Figure 6. ³²P_i metabolic labeling reveals phosphorylation of bEF⁻GCAP2 to a higher extent than bGCAP2 in living retinas.

A. In situ phosphorylation assay. Retinas from dark-adapted mice from the indicated phenotypes were dissected under dim red light, incubated in bicarbonate buffered Locke's solution containing 1 mCi/mL of ³²P-H₃PO₄ for 90 min in a 5% CO₂ incubator and exposed to white light for 5 min (L) or maintained in darkness (D). Retinas were homogenized in Triton X100-solubilization buffer and pre-cleared by centrifugation.

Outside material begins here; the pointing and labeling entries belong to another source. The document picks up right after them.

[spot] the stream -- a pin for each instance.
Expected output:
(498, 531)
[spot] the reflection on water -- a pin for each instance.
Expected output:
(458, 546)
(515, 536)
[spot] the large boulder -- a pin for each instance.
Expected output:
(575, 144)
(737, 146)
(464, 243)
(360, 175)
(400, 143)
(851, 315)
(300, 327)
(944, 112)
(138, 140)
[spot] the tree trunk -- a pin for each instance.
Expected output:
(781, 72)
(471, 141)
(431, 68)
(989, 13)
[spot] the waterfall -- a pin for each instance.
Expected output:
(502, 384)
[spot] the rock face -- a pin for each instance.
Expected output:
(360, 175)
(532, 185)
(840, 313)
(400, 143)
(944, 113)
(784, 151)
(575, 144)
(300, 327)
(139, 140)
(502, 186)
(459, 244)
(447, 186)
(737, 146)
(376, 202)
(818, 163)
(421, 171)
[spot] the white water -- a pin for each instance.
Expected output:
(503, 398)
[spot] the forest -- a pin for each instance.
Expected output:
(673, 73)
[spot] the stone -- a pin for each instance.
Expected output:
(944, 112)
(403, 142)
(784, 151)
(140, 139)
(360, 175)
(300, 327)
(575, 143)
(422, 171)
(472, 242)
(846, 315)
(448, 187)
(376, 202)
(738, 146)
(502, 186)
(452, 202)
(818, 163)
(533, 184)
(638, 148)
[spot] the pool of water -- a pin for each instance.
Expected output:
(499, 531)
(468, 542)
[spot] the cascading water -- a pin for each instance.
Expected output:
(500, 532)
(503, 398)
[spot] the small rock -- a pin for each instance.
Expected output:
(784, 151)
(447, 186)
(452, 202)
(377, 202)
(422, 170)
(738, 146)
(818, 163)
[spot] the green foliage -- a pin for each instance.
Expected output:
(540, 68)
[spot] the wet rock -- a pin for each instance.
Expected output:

Aliquots corresponding to one tenth of a retina were resolved by 15% SDS-PAGE and blotted to a nitrocellulose membrane. Phosphorylated proteins were visualized by autoradiography upon 4 h of exposure. B. GCAP2 immunoprecipitation in ³²P-labeled samples. Solubilized samples corresponding to two retinas per phenotype and condition were used as inputs for GCAP2 immunoprecipitation with an anti-GCAP2 mAb. Elution fractions were resolved by 15% SDS-PAGE, blotted to a nitrocellulose membrane and visualized by autoradiography after 4 days of exposure. C. Western blot of samples in (B) using a polyclonal antibody anti-GCAP2 show that the amount of GCAP2 in the control GCAPs−/− bGCAP2 E line was comparable to that in mutant lines GCAPs−/− bEF⁻GCAP2 A and B. D. Immunostaining of 14-3-3 proteins in the same membrane, by using a pAb to 14-3-3pan (IBL International, Hamburg, Germany).